In June 1915, during the disastrous invasion of Gallipoli in modern-day Turkey by Allied troops, Himalayan explorer Charlie Bruce had been reunited with his old battalion, the 1/5th Gurkhas, and an old friend from his climbing days, Subardar Major Harkabir Thapa. (In the sum
mer of 1899, Harkabir had bewildered local people on the Isle of Skye with his speed in the mountains, running barefoot to the summit of Glamaig, and doing it again when they didn’t believe his time.) It was Bruce’s task to show his old comrades their route of advance for a planned attack on the heights of Achi Baba, overlooking the Gallipoli peninsula. Bruce knew this was asking ‘the impossible with quite inadequate means’. It was, he recalled, ‘a practical certainty that I was saying goodbye to my best friends’. Seven officers and 129 men lost their lives on the day of the attack. Harkabir Thapa was wounded but survived.
This level of sacrifice couldn’t help but galvanise Nepali society. Before the war, recruitment into the Gurkha regiments stood at around a thousand men a year. After it tens of thousands of Nepali soldiers who had seen the world outside returned home, or else preferred Nepali communities inside British India, where work was easier to find and political debate was giving way to direct action. The new king Tribhuvan was not content to be a mere figurehead for the Ranas. Having ascended to the throne in 1911 aged eight, as he grew to adulthood in the 1920s he began exploring routes back to power. Even some younger members of the Rana family saw the need for change, a group that became far more engaged when Chandra tried to limit the immense cost of this sprawling family by classifying them into three streams: ‘A’, ‘B’ and ‘C’. Those in the ‘C’ bracket were cut loose from the Rana payroll to agitate on the periphery.
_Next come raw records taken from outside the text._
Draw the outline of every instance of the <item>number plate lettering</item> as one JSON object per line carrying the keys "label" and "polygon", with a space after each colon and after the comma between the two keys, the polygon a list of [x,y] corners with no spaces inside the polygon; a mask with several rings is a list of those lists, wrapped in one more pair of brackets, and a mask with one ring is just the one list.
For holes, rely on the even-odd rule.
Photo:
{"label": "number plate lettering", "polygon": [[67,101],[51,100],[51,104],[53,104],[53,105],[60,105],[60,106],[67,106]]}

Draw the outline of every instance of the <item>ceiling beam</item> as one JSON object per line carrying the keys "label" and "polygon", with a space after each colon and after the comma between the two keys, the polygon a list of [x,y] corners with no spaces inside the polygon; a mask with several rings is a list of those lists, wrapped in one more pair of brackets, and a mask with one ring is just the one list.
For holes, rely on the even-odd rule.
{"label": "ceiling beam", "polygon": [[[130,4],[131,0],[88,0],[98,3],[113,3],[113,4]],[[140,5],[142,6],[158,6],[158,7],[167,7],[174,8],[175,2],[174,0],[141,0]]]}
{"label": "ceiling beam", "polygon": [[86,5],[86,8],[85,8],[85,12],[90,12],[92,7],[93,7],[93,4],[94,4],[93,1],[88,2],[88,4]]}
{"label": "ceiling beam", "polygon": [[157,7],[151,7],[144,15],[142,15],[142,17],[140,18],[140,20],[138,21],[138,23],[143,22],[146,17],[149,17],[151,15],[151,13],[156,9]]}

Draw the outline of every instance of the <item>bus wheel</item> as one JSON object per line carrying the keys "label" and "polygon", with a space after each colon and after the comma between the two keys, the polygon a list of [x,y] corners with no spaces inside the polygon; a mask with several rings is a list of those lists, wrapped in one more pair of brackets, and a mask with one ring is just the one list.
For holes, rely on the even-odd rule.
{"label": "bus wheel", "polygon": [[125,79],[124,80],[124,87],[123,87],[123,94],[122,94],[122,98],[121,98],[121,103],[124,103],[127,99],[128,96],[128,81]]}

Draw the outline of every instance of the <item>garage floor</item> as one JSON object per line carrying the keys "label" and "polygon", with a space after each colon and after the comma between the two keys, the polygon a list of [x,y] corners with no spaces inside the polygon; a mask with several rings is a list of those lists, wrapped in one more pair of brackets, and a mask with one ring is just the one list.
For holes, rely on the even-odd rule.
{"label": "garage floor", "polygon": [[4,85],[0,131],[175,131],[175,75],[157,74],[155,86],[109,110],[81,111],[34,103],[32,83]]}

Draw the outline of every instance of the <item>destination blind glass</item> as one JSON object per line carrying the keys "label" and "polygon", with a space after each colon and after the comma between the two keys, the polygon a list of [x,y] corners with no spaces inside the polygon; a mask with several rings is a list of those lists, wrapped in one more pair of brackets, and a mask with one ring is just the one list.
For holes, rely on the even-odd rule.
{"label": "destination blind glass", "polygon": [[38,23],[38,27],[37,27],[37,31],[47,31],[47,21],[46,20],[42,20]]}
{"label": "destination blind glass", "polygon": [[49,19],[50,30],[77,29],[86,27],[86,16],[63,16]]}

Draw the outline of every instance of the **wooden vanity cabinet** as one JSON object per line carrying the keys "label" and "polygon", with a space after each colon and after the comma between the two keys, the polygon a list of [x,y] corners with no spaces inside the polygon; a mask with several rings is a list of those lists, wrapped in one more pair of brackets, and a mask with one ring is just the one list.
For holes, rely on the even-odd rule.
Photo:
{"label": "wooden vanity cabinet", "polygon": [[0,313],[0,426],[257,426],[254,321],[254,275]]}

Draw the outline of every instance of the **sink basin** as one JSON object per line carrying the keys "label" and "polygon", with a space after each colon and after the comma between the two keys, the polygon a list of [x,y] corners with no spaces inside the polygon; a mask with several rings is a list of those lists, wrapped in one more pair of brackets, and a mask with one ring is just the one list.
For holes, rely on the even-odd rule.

Many of them had studied in India and could see how Nepal was being left further and further behind.
Chandra’s loyalty to the Raj did have its rewards. Before the war the British had begun to regard Nepal more as a princely state than a fully independent nation. In 1923, the Raj had formally recognised Nepali independence. The British also doubled Chandra’s subsidy, money he used to resume Nepal’s token development programme, building suspension bridges and beginning work on a road and ropeway that linked Birgunj on the Indian border to the Kathmandu valley 130 kilometres to the north. He outlawed the practice of sati, widows immolating themselves on the funeral pyres of their husbands, and attempted to deal with the far more widespread curse of slavery: more than sixty thousand slaves were freed thanks to this initiative. Yet these were really only expediencies in the face of pressure from outside Nepal. Chandra’s main interest was maintaining his family’s grip on power, even at the expense of ordinary Nepalis, supposedly telling George V that the British were in trouble in India because they had made the mistake of educating ordinary Indians.